The Wayzata cross-country team motto — “With the end in mind” — fit senior Khalid Hussein like a pair of broken-in shoes.

A lingering knee injury diminished Hussein’s offseason training and even sidelined him for the Trojans’ season-opening meet. But he returned to form as the linchpin of a deep, talented lineup. He led Wayzata’s state championship defense and became the Trojans’ fourth individual champ in the past seven seasons. He extended a special senior season into December by taking 10th at the Nike Cross Nationals in Portland.

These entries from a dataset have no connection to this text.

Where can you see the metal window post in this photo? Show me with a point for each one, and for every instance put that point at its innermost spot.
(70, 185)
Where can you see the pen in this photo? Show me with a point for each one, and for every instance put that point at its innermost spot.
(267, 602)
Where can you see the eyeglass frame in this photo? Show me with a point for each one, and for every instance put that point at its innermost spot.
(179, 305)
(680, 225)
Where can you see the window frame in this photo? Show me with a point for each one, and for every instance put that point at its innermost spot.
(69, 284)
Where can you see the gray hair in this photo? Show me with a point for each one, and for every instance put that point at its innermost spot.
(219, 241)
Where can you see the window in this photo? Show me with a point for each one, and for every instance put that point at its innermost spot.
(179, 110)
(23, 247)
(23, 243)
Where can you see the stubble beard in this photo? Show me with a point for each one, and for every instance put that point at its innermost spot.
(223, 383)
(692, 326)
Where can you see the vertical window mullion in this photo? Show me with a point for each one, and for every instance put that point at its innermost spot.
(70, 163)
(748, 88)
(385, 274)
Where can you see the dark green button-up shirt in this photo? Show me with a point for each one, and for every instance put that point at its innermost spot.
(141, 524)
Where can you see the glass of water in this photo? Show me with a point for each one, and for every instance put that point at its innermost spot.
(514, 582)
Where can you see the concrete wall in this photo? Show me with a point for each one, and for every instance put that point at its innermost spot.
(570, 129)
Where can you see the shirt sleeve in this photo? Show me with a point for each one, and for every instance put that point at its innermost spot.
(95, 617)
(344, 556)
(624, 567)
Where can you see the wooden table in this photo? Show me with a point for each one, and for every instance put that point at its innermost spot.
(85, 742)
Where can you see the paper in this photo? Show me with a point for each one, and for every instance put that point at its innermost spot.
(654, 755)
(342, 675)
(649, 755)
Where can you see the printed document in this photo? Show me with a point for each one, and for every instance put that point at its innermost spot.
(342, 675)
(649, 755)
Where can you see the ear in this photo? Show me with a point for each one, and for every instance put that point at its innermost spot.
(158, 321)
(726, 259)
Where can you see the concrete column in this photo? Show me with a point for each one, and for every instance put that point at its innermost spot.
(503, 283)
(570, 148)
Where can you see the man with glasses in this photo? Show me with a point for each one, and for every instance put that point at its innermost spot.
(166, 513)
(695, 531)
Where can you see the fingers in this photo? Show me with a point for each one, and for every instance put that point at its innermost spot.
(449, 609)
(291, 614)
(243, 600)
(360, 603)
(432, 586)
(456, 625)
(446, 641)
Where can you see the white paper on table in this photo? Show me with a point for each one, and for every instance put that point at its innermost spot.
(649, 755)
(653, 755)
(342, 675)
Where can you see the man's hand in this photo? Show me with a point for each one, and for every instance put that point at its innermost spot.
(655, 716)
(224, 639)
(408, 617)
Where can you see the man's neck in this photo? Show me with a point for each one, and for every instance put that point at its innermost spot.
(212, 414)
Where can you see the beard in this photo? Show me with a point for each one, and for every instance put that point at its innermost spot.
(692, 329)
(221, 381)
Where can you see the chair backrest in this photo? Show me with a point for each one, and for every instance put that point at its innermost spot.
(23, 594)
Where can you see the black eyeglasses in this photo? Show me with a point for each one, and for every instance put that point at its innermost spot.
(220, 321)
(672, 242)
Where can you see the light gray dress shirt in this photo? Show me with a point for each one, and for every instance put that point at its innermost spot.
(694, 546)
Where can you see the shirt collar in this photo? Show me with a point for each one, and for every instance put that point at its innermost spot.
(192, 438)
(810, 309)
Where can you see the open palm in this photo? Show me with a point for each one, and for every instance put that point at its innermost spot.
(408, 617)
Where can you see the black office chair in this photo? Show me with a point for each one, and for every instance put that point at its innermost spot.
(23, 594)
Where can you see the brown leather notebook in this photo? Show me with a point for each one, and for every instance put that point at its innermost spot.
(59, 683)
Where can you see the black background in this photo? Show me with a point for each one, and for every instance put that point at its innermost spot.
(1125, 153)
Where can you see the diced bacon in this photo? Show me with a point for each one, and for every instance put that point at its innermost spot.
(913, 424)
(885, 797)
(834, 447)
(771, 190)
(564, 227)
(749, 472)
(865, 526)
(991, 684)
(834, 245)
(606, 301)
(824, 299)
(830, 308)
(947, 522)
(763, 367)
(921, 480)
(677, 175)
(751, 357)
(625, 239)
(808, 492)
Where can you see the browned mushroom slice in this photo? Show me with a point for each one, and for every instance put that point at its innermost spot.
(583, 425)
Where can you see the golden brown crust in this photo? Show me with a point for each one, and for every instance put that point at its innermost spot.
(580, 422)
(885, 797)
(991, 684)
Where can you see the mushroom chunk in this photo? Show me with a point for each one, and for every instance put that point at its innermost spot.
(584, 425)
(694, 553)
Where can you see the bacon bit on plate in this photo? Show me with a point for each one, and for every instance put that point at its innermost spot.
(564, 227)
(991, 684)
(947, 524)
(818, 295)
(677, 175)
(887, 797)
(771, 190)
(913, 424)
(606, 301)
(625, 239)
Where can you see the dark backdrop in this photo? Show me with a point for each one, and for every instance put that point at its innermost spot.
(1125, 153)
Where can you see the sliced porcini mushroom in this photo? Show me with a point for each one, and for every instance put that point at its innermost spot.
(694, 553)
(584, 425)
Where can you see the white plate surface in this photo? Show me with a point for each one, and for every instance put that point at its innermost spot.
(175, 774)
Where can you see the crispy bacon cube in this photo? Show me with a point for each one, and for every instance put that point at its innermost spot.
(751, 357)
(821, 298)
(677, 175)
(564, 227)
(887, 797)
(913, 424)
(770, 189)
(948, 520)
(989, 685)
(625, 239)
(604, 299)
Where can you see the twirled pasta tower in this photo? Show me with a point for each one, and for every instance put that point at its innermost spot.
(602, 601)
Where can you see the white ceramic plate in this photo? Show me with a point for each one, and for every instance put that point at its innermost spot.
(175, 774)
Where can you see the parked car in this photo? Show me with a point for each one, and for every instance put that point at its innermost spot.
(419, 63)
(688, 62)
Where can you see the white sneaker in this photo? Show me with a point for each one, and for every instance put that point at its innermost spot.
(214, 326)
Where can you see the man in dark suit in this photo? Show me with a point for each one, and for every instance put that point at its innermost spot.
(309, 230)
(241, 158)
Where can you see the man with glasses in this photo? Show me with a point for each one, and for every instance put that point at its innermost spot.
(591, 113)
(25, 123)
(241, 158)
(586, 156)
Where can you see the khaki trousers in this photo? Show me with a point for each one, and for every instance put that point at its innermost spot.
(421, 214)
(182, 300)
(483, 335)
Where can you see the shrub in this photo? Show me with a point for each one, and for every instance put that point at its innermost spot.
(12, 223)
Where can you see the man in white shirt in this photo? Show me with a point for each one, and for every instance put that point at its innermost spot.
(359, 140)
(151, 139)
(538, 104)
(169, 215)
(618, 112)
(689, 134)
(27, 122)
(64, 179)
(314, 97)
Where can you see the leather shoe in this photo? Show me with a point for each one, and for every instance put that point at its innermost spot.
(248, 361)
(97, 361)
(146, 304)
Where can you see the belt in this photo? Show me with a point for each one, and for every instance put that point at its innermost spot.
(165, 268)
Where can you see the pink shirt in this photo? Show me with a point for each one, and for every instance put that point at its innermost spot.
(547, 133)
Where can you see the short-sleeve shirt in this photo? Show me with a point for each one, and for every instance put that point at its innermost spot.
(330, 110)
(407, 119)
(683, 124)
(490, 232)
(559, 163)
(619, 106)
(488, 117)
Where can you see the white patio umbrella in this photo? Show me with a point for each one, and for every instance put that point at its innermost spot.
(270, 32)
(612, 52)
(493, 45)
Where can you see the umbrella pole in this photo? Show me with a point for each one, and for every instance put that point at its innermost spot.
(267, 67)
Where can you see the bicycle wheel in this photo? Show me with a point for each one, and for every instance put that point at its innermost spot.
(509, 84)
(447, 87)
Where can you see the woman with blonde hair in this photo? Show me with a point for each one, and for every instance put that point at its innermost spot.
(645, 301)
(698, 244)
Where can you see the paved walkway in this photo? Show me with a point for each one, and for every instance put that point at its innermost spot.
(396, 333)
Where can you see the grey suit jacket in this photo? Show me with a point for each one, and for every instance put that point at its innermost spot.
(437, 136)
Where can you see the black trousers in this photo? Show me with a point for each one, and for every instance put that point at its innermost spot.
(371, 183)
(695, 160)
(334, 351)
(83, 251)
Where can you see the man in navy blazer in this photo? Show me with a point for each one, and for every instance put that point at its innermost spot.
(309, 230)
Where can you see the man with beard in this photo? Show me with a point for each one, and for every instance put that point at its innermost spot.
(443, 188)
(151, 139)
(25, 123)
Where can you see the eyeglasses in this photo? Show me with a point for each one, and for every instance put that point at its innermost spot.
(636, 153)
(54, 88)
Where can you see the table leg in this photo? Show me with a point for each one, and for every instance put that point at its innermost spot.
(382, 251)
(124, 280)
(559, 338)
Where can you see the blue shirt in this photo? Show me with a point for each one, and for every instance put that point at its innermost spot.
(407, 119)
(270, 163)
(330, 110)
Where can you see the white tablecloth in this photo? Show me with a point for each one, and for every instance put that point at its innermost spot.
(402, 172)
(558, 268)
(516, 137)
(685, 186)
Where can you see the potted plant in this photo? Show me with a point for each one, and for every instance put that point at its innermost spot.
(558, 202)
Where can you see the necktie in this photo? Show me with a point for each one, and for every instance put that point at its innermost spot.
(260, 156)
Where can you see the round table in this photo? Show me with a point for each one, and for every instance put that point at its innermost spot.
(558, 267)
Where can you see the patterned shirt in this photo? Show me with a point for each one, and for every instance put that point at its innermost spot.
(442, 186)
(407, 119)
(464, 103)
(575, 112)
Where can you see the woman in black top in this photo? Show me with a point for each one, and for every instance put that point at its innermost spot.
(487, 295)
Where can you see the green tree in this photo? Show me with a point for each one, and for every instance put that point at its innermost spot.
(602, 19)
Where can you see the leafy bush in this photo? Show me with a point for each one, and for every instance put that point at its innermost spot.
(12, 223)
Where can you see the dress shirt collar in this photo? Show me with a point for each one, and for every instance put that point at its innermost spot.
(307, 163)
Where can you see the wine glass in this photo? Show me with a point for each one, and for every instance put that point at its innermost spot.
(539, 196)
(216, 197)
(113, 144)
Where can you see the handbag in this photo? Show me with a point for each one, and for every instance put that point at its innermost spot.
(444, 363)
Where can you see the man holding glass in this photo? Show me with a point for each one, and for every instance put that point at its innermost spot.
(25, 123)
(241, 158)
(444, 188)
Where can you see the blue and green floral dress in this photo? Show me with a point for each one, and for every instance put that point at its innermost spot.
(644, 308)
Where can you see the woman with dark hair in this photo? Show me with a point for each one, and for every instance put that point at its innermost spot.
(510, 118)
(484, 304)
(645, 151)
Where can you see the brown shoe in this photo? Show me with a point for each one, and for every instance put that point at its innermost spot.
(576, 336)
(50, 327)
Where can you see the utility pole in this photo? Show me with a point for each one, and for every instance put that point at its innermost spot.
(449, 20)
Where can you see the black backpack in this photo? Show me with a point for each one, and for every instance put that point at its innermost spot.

Hussein’s efforts earned him the Star Tribune’s first Metro Boys’ Cross-Country Runner of the Year award.

“I was ready for the moment, “ Hussein said of his performance at the Class 2A state meet held Nov. 4 at St. Olaf College in Northfield. He won by overtaking Roseville’s Acer Iverson for good in the final 800 meters. As a junior, Hussein lost in the last 100 meters.

“When Iverson made his big move, I thought about last year,” Hussein said. “But I told myself to stay patient and to trust in myself and my training. So it felt good to know that no one in the state could out-kick me.”

Hussein covered the 5,000-meter course in 15 minutes, 22.6 seconds, a time that ranks second among Trojans’ champions of recent vintage. Josh Thorson, Connor Olson and Jaret Carpenter — runners who inspired Hussein — also won titles since 2010 and only Olson (15:17.1) was faster. Wayzata coach Mark Popp hailed Hussein as “probably the most talented” of the quartet.

“It’s pretty cool to uphold the tradition,” said Hussein, who has committed to the Gophers.